Had a Madagascar lace in my 20G that seemed quite happy when I took it out is was about 30" long. Placed it in the 60 cube and had a complete melt. Roughly a month ago, today it has about 7 leaves and they are all the way to the top. Ours recovered quite quickly. You will love this plant they are stunning. The cube has no ferts, just goldfish and they don't bother it.


----------



## JAXON777 (Jan 4, 2007)

I was a little worried when I chopped it up but the way these plants grow I knew it will probably come back in a big way. FYI this tank is ECO substrate and no ferts. Thanks for the comments Coco. BTW does the LACE flower when the bud comes out of water b/c I already have one out of the water and another one on its way out.


----------



## niko (Jan 28, 2004)

Allright! I knew you were going to take good care of that lace plant!
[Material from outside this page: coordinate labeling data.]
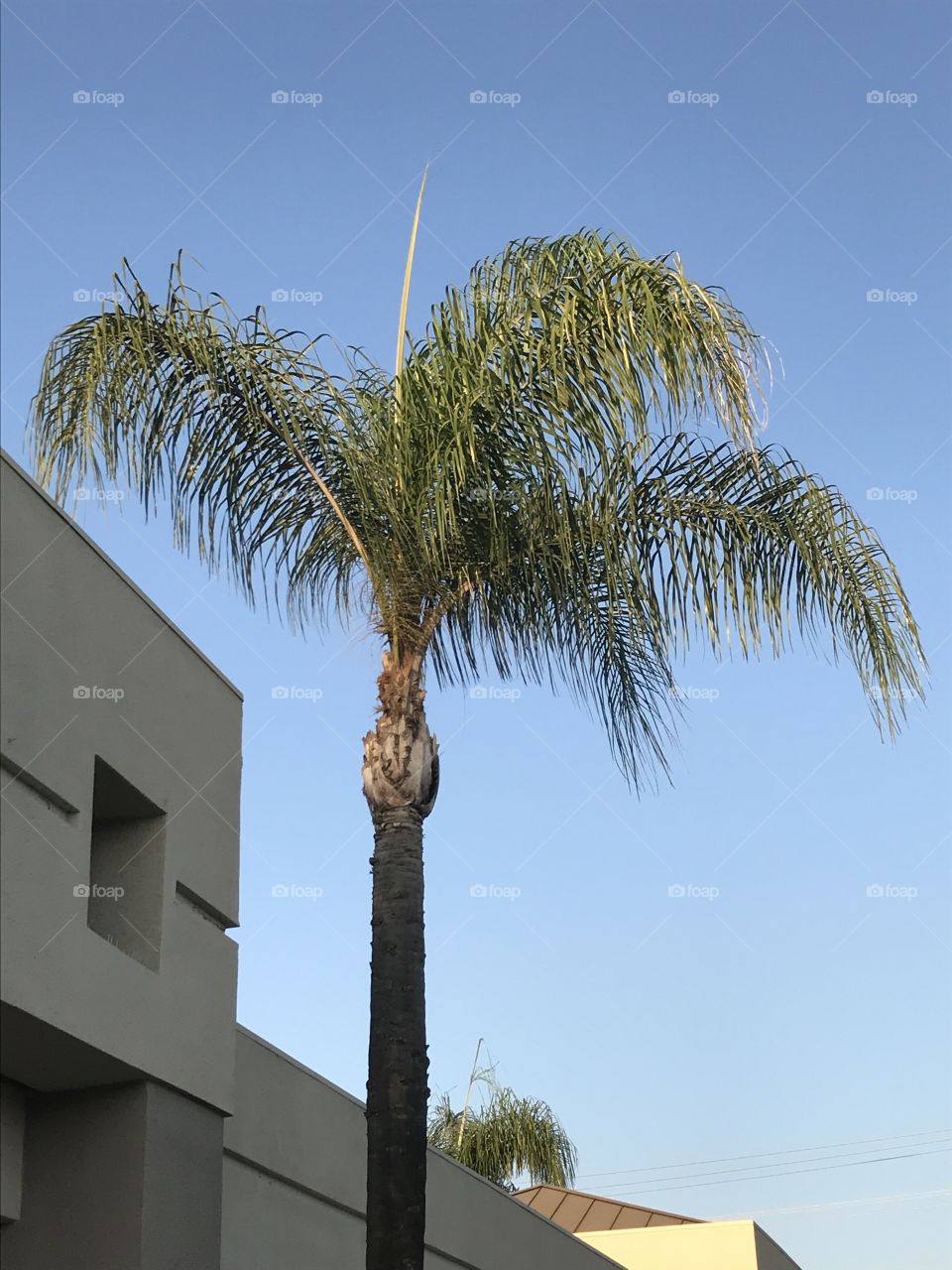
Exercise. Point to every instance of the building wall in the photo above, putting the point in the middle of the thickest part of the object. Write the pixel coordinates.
(94, 672)
(294, 1185)
(706, 1246)
(140, 1129)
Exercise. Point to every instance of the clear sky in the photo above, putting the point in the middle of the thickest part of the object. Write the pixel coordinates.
(775, 1003)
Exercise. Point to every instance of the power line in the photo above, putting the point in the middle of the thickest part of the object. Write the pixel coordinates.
(763, 1155)
(783, 1164)
(943, 1193)
(821, 1169)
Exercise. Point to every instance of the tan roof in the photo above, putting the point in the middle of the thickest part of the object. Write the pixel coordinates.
(578, 1211)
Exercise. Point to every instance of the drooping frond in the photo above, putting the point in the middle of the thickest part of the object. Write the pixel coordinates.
(506, 1138)
(749, 548)
(522, 497)
(254, 444)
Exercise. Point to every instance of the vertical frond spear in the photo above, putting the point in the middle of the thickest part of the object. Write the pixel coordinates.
(506, 1138)
(538, 490)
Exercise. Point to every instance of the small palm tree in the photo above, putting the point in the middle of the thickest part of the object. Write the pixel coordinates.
(522, 494)
(506, 1137)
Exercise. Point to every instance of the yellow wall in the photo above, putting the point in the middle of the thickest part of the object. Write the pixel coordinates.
(706, 1246)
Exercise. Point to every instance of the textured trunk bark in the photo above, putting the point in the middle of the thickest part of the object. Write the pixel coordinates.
(400, 778)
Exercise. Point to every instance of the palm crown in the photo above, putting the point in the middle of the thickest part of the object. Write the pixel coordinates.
(521, 494)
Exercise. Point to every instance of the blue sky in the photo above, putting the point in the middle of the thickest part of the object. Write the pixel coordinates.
(774, 1003)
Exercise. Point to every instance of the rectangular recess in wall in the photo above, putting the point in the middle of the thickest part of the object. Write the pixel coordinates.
(127, 866)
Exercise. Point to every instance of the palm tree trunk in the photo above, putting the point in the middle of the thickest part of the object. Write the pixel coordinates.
(400, 778)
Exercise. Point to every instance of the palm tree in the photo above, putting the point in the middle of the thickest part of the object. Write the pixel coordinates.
(522, 494)
(506, 1137)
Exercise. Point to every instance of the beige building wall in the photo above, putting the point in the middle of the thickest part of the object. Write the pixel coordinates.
(706, 1246)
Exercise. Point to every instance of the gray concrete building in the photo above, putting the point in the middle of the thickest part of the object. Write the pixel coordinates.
(141, 1128)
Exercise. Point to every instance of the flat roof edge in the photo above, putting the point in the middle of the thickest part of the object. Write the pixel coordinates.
(90, 543)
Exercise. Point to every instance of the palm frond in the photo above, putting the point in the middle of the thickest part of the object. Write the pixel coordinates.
(252, 440)
(507, 1137)
(531, 503)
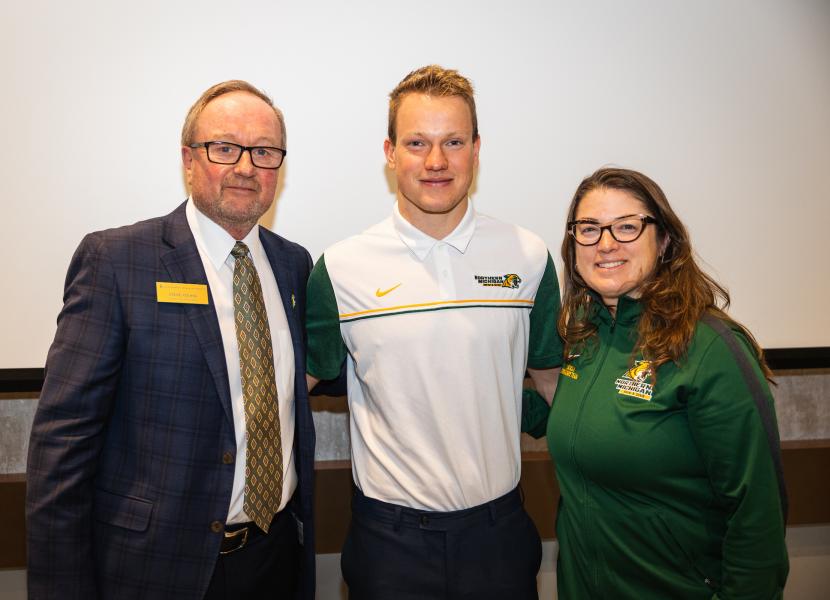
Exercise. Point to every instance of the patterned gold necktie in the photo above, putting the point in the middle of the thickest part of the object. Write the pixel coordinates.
(263, 459)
Foolk, what we will be seeing here (with Jaxon's kind regular photo update of this thread of course) will be a battle of 2 giants - the Madagascar lace and the Sword plant. The Lace will shoot leaves up to 1/2 mile long in directions we never knew existed. The Sword will put out more and more leaves until it starts to resemble a monstrous cabbage like ball!

The Lace produces huge flowers. 2-3 at a time is not unusual. I actually gave the plant to you with one flower still on. Unless I didn't, my memory is set to just 5 sec. The flowers are about 6 inches long, and covered with black seeds with tiny white flowers over them. I actually kept 2 of these seeds, they fell off when I was stuffing the plant in the 18 wheeler truck to take it to you. My concern was that one of my dogs may ingest a seed and have beautiful Madagascar lace sprouting out of who knows where...

Don't forget the photo updates!

--Nikolay


----------



## JAXON777 (Jan 4, 2007)

Heres a long overdue update. The thing got mega algae on the glass and I let it go nuts. Took two weekends to get it off the front and sides. (still havent got the back glass) I cant believe that the limno and cuba are growing. They are not colorful as my other tank but still growing. Hope you like as it will soon to be another re-scape.

Jaxon


----------